Regarding the Coptic Pronunciation in the Church Hymns – Part 3
Part 3 – Where do we stand now?
My goal in the previous two posts was to show that the movement of Irian Effendi Moftah to change the Coptic language is the major contributor in the current conflict. What we are experiencing now is confusion due to not following a specific pronunciation. The truth of the matter is, since that movement, the cantors, deacons and congregation have been in the middle. We neither use the original pronunciation nor do we follow the rules and guidelines of the fabricated one. THIS IS KEY!
This point is clear in a number of hymns, especially the ones that are known by the entire congregation of the Church. It is also evident in certain words that are repeated in almost every hymn or text used in liturgical worship.
1. Agioc In the first and second verse of the Trisagion there are several words that fall into this category.
The first word is genne;eic. As a child I remember this word being pronounced as “Jennetees”. If I were to read it by the standards of today’s Coptic pronunciation, it would be “Genethees”. Hence the predicament! Because this hymn is chanted in every single liturgy, the cantors, deacons, and all the people know this word by heart. They never altered the sounds of this word to the fabricated Coptic. So the Egyptian congregants kept chanting what they grew up hearing even though the “rules” had changed.
You can enjoy watching Cantor Tawfik chant Agios here: https://www.youtube.com/watch?v=T6oTI55Rrq4 Listen for “jennetees”.
The second phrase is w ctaurw;ic di ymac. There are two points I want to clarify regarding this section. The first is that the word pictauroc is the Coptic word for cross. It was originally pronounced as “Bistawros,” the u being a “w’. (I will come back to that point and elaborate on it in another, more critical example). This is why you may have family members or friends with the name Bistawros. The second point is that both letters, : and D, only had one phonetic sound each. : was used solely as a “T” sound, and D as a “D” sound respectively. If you have ever wondered why your parents can’t pronounce the phrase “thank you” correctly, the answer is evident. The Egyptians never had a “th” sound in their language. So even when the Arabs came into Egypt with a “th” sound in their language, your ancestors couldn’t pronounce it. Only recently, with the immigration and education surge, have we begun to try to correct this issue. The same concept applies to the “D” sound. The Arabic language has 2 or 3 “d” sounds depending on how you interpret them. When our parents speak arabic you can only hear one.

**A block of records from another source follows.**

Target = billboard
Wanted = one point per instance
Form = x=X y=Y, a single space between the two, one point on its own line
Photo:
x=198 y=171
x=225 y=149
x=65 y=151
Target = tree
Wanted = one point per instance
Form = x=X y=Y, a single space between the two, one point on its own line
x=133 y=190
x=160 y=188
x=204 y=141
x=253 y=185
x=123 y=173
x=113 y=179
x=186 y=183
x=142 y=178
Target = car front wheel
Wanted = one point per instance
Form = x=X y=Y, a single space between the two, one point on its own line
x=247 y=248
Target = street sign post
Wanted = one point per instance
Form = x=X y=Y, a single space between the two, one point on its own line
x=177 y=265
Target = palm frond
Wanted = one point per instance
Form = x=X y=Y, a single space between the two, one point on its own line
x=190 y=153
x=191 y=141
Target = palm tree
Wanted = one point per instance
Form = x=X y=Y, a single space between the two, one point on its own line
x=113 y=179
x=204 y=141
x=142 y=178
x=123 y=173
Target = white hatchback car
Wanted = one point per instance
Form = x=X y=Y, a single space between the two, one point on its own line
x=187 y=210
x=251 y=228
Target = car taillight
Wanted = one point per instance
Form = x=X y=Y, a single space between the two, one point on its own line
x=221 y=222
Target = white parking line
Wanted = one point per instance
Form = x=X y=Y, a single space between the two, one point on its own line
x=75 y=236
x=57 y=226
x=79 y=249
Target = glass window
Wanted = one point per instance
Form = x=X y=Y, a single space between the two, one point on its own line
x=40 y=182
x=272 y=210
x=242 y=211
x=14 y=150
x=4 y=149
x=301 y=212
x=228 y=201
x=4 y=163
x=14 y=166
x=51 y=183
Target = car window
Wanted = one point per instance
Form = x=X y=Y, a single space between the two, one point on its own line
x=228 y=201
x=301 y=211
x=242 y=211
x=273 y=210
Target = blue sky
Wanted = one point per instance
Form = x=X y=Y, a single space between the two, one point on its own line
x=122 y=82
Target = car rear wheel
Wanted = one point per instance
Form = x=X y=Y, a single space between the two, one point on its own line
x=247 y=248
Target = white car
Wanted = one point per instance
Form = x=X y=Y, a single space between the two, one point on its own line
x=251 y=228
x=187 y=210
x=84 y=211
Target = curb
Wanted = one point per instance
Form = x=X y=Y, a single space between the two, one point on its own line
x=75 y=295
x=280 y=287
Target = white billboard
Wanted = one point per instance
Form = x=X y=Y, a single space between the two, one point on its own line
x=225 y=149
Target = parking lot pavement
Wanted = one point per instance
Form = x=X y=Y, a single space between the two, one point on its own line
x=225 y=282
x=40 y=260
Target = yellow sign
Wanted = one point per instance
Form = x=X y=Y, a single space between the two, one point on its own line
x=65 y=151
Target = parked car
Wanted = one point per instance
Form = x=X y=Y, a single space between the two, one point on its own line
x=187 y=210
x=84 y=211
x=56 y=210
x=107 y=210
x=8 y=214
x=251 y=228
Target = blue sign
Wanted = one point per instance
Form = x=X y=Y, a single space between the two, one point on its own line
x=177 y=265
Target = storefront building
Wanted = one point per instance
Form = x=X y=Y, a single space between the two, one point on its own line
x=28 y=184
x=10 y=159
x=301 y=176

2. A word like Ouoh. Anyone who knows the Coptic language knows that we pronounce this word as “owoh”. The emphasis here is on that middle “w” sound. If we were to read this word by today’s fabricated dialect it would sound like “oo oh”, as two separate syllables and without the “w” sound in between. However, I have never heard it being pronounced that way, neither by cantor, nor by a deacon or even a congregation member.
3. The word Cw;ic. In most parishes, till this day, this word is pronounced as “So tees”. Reading the word with today’s understanding, it should be “Sothis”. This goes back to the fact that the : in Coptic only had one sound.
4. The name of His Holiness Pope Tawadros. Ever wonder why his name isn’t pronounced Theodoros? Refer to the last sentence in the above point 3.
There are a numerous amount of examples like those mentioned above with many other sounds and letters. Please refer to Fr. Shenouda’s thesis which is linked in the first post on this subject.
Here we can see that our current use of the Coptic language in the Church isn’t accurate or standard. It is neither following the standards of the correct pronunciation or by the pseudo-coptic, but rather what most people are used to. This is what led the modern day scholars and cantors to try to “fix” the exceptions that still prevail in the current pronunciation.